Say This Announcement On The Sportcast USA Board:

Friday Oct 5 at the Marlton NJ casting field Peter Thain will conduct a one day seminar that is sure to get you casting further. He is without doubt the worlds best technical caster. He has been working on training techniques that well help you learn how to get the sinker into position and how to apply the most power to it when it is. 

The fee is $50.00 and you can register in advance to secure a place by calling 703 328 9625 or email: [email protected].

Hope to see you there.


----------



## J Barbosa (Aug 22, 2012)

I am taking the day off to go!!!

Is this an indoor or outdoor event? I want to see some lead fly.


----------



## Fox (Mar 11, 2009)

Just curious, if Peter teaches the OTG cast as well as the Pendulum?

Thanks,
Fox


----------



## Tommy (Jan 24, 2001)

Yes,

Peter is a world class groundcaster and I'm sure he will cover the groundcast.

Tommy


----------



## lmgaiter (Aug 13, 2012)

I just moved to Virginia from New Jersey. I would like to attend this course. Can someone provide a definite date, time and place?


----------



## xevious (Sep 22, 2002)

lmgaiter said:


> I just moved to Virginia from New Jersey. I would like to attend this course. Can someone provide a definite date, time and place?


Which one would you like to attend? I copied below from SCUSA site.

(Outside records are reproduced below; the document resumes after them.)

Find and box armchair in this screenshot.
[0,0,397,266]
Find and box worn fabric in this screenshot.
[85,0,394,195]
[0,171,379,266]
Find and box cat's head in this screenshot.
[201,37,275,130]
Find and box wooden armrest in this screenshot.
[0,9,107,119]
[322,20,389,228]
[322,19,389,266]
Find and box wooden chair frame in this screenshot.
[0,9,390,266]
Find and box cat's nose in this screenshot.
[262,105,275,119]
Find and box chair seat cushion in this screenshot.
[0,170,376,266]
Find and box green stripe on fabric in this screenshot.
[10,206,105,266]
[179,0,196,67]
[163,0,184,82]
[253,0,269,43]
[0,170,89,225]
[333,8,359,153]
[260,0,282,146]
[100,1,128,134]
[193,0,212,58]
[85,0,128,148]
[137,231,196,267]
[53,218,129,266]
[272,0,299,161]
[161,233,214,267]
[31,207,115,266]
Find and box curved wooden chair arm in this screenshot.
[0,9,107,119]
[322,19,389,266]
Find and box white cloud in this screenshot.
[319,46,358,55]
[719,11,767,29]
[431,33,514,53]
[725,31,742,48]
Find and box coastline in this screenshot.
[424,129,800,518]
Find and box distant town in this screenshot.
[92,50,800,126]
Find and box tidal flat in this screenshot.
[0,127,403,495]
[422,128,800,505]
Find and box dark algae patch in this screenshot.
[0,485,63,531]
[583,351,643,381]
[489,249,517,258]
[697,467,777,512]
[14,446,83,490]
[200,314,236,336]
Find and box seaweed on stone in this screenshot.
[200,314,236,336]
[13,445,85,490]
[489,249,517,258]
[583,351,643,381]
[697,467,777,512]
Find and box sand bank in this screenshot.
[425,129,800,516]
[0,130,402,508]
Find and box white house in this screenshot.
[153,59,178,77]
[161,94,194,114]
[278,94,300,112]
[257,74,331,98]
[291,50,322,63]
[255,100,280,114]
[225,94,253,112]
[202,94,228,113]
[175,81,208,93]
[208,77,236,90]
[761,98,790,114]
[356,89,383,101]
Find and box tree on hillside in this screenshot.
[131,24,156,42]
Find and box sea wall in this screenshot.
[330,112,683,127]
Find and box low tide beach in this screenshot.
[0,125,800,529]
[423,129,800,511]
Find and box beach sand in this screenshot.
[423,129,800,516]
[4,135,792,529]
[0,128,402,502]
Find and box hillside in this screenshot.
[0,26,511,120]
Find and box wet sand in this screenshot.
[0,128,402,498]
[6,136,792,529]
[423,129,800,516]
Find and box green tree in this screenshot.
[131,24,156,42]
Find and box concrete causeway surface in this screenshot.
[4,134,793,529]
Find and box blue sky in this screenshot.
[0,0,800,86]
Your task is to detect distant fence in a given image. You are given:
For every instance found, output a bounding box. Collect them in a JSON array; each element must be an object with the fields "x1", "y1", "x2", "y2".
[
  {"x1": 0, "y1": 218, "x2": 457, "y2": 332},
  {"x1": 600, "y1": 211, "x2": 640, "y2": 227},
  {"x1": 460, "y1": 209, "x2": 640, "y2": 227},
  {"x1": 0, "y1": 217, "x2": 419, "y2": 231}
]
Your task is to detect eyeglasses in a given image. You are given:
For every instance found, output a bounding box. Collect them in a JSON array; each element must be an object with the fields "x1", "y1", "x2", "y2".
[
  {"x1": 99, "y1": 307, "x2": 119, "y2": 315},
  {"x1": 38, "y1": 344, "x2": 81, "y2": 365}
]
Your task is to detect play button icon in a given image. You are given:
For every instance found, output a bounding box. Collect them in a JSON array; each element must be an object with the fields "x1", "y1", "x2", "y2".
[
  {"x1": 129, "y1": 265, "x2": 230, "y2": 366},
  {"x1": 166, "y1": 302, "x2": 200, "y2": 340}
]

Friday the 5th of Oct at 1044 Tuckerton Road, Marlton NJ, 08053
It starts 9 to 9:30 and end it around 4:30.
Everyone will be casting so bring your own rod.
The fee of $50 will be collected at the field in Marlton, NJ. ( the same field where we will hold the Sportcast USA Nation Championship on Sat and Sunday Oct 6 and 7)


----------



## Tommy (Jan 24, 2001)

Friday, Oct 19th 
6649 Old Shallotte Road NW 
Ocean Isle Beach, NC

$50 per person for the day, start at 9:00am finish 4:30pm with a half hour break for lunch.

Saturday and Sunday (oct 20-21) the CSCA will hold their Oct casting tournament. All are welcome.

Tommy


----------



## orlando357 (Sep 29, 2012)

*seminar*

I have to say i was there with Peter Thain this friday. What a great time i had. I learned alot. Peter is a great coach. At the beging of the seminar i was casting just over 400ft with a spinning reel, by the end my longest cast was about 575ft. I picked up at least 125ft. I'm going to keep practicing and i know i'll just keep getting better and better. This week i'm getting my conventional reel, now that i have the right technique there wont be no stopping me. Thank you so much Peter cant wait to take another class of yours. 


HEY TOMMY I'LL BE COMING FOR THAT TITLE SOME DAY!!!


----------



## Tommy (Jan 24, 2001)

orlando357 said:


> I have to say i was there with Peter Thain this friday. What a great time i had. I learned alot. Peter is a great coach. At the beging of the seminar i was casting just over 400ft with a spinning reel, by the end my longest cast was about 575ft. I picked up at least 125ft. I'm going to keep practicing and i know i'll just keep getting better and better. This week i'm getting my conventional reel, now that i have the right technique there wont be no stopping me. Thank you so much Peter cant wait to take another class of yours.
> 
> 
> HEY TOMMY I'LL BE COMING FOR THAT TITLE SOME DAY!!!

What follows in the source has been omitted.